The main purpose of an oscilloscope is to measure and display voltage versus time. The oscilloscope is one of the earliest electronic test and measurement instruments. It is widely used in electrical/electronic design, test, and debugging almost anything that runs in electricity and if they’re only one piece of test equipment in a lab most of the time is the scope. The scope shows voltage versus time for periodic or repeating waveforms but modern digital oscilloscopes can also easily display and hold non periodic waveforms in addition to the basic voltage versus time display modern oscilloscopes often have many additional functions, for example, Automatic measurement i.e peak to peak voltage or frequency. The ability to look at serial buses both as bits at higher layers as well as the ability to do frequency domain analysis of signals.

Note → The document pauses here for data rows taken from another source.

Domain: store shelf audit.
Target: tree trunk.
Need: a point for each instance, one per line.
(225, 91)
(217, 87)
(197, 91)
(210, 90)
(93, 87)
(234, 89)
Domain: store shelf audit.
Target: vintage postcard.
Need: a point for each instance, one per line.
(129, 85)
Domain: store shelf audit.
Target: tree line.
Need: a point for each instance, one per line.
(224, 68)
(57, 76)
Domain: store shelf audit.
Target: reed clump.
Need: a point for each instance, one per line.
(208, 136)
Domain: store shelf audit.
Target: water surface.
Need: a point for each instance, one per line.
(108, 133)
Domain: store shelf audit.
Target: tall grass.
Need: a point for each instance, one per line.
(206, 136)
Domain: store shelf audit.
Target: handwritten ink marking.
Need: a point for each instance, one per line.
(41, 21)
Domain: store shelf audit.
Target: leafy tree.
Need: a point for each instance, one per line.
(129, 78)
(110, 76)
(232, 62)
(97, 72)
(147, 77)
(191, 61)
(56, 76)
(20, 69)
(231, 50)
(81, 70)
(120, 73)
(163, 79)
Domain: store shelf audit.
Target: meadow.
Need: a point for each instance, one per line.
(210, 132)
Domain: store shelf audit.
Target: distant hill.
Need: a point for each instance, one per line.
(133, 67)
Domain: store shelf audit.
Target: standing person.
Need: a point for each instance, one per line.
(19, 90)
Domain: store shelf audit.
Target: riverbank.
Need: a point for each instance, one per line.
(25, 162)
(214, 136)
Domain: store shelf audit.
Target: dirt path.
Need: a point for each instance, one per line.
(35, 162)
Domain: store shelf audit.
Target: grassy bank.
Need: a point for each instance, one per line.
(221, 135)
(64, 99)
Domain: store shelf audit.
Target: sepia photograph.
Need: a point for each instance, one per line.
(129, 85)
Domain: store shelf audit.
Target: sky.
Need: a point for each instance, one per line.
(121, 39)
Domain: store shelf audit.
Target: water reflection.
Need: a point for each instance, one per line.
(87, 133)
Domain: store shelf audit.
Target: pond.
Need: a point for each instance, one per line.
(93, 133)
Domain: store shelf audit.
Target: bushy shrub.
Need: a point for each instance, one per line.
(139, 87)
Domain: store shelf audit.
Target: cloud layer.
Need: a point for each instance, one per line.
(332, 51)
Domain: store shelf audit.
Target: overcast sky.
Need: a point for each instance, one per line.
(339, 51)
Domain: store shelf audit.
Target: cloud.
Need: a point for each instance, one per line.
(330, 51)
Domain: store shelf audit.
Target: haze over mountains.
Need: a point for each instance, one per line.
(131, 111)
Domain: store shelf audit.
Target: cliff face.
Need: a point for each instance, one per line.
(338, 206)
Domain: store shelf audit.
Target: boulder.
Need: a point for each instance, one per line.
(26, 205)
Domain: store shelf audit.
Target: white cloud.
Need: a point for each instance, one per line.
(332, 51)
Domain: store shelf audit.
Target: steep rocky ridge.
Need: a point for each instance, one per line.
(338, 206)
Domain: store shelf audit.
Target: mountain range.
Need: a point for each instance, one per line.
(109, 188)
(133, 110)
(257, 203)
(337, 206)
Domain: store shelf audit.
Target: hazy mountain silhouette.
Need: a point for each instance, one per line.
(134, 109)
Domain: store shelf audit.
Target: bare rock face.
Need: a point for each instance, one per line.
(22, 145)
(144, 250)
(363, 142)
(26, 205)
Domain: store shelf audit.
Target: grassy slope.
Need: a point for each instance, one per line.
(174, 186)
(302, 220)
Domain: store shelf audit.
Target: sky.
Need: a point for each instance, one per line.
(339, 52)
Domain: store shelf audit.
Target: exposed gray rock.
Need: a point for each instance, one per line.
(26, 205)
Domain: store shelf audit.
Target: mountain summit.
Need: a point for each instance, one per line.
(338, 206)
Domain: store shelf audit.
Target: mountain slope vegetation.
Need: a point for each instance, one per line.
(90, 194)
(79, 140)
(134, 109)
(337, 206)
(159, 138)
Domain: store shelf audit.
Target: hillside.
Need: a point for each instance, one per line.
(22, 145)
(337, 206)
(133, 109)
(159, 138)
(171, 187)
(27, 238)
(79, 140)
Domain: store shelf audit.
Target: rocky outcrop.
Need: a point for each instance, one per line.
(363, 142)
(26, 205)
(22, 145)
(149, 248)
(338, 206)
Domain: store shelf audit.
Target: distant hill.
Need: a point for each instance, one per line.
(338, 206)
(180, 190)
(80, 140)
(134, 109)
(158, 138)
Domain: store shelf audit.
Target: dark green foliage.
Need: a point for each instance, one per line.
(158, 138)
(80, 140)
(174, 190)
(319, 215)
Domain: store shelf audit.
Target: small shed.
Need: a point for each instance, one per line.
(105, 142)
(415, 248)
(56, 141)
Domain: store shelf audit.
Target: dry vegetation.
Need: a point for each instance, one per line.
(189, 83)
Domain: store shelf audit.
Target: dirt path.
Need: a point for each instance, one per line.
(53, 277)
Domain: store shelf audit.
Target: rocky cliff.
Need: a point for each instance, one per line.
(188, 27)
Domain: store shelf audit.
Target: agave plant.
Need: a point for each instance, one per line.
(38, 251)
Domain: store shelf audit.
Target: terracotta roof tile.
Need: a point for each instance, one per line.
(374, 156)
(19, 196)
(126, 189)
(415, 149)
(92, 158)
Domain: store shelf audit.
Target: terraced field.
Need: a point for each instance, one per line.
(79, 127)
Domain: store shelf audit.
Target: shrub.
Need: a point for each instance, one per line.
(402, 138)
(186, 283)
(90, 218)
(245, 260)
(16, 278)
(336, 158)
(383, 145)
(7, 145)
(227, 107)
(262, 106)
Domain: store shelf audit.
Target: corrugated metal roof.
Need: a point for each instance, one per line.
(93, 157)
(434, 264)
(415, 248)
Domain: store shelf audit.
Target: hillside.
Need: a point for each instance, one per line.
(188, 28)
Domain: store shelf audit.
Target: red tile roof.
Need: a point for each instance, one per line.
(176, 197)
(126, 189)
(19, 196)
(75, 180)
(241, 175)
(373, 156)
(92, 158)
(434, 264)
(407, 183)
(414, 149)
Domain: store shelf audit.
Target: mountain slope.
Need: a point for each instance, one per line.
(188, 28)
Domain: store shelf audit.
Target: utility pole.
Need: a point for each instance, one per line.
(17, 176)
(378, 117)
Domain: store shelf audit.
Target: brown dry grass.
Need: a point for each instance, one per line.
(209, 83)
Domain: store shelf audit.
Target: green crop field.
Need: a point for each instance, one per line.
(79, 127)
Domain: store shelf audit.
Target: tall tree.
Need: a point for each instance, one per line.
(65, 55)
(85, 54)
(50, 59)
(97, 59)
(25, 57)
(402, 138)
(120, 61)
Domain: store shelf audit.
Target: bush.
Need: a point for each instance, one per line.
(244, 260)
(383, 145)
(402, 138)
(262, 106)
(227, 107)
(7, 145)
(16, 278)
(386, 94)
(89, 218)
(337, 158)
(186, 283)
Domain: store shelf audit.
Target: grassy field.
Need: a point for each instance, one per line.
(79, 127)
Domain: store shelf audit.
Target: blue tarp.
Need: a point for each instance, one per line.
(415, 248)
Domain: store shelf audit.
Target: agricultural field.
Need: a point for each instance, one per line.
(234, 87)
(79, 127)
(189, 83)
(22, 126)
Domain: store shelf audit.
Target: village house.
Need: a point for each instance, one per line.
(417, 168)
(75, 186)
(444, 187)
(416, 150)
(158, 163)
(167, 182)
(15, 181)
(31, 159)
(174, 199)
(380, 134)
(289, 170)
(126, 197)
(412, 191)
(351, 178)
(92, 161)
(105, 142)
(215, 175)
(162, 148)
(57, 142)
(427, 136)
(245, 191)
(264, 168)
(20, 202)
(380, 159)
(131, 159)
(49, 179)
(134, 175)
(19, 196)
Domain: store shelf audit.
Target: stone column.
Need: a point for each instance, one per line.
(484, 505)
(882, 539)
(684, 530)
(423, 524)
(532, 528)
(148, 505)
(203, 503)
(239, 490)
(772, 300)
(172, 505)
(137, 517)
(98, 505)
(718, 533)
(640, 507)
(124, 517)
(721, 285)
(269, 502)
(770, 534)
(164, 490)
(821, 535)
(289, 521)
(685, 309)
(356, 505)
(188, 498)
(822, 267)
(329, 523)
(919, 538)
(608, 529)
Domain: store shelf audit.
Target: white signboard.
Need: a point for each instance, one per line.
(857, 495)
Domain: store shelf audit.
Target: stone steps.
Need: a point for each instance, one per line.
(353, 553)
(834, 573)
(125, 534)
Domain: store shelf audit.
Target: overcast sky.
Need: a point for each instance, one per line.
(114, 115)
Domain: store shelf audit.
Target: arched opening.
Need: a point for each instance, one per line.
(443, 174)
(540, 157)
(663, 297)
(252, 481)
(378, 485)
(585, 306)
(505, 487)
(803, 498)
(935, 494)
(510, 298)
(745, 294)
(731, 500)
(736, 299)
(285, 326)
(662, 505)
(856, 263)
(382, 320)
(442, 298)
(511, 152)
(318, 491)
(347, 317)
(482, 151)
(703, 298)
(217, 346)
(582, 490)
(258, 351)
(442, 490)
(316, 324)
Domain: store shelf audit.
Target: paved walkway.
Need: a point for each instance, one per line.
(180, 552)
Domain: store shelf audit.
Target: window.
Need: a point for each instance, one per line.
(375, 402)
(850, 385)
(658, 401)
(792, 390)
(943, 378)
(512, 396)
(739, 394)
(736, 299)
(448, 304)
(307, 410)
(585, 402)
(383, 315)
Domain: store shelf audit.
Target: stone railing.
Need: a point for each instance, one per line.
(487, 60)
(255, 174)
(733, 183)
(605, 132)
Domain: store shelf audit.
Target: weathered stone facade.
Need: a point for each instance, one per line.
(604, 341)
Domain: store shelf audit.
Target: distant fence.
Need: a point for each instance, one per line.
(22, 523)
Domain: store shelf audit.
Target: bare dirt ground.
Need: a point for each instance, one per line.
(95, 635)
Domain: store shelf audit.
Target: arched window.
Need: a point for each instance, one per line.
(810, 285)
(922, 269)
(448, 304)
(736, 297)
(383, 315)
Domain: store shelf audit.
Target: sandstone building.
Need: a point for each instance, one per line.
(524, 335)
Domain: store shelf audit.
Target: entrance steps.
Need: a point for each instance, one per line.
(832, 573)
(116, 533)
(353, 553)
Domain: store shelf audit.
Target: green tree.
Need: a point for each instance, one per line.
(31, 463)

Basic oscilloscope system has four primarily “systems”

1.Vertical system

vertical axis shows the voltage as a function of time. It is used to scale and position waveform vertically. Most scope displays have 10 vertical divisions and to scale the waveform, use the volts per division control which controls the amplification or attenuation of the input signal. If we increase volts per division our waveform shrinks and if we decrease voltages per division our waveform increase. We use the position control to move the waveform up and down on the screen.

2.Horizontal system

Waveform display controls horizontal systems are related to the horizontal axis which corresponds to time. We use this to scale the waveform and/or change the horizontal position .similar to volts per division in the vertical system seconds per division changes the duration of each division and thus we see many cycles on the screen and the use of position control moves the waveform right or left on the screen

3.Trigger system

It is one of the most important systems. Triggering is needed for most all oscilloscope measurements essentially a trigger defines the conditions that have to be met before the scope begins an acquisition or begins takings samples. Triggering can do two different things first it can stabilize a repeating or periodic signal such as a sine wave by causing each sweep to start at a given point on the signal and the second one is to capture non-periodic single events like a single pulse burst etc. There are many types of triggers and they can be both analog and digital. Modern scopes can trigger on things like pulse, widths, glitch, etc. and most of the common trigger is called edge trigger. In edge triggering the user defines a voltage and the trigger occurs when that threshold is crossed either on the rising edge or the falling edge of a waveform.

4.Display system

In the old days of analog scopes the display system was little more than a cathode ray tube showing a glowing green trace analyzing or measuring signals often meant counting divisions on the display. Modern scopes have many display/ measurement functions such as zooming in or out of the signal and using cursors or markers to make manual measurements. large numbers of waveform parameters can be automatically measured or calculated like peak or peak to peak voltage, frequency, rise/ fall times, etc.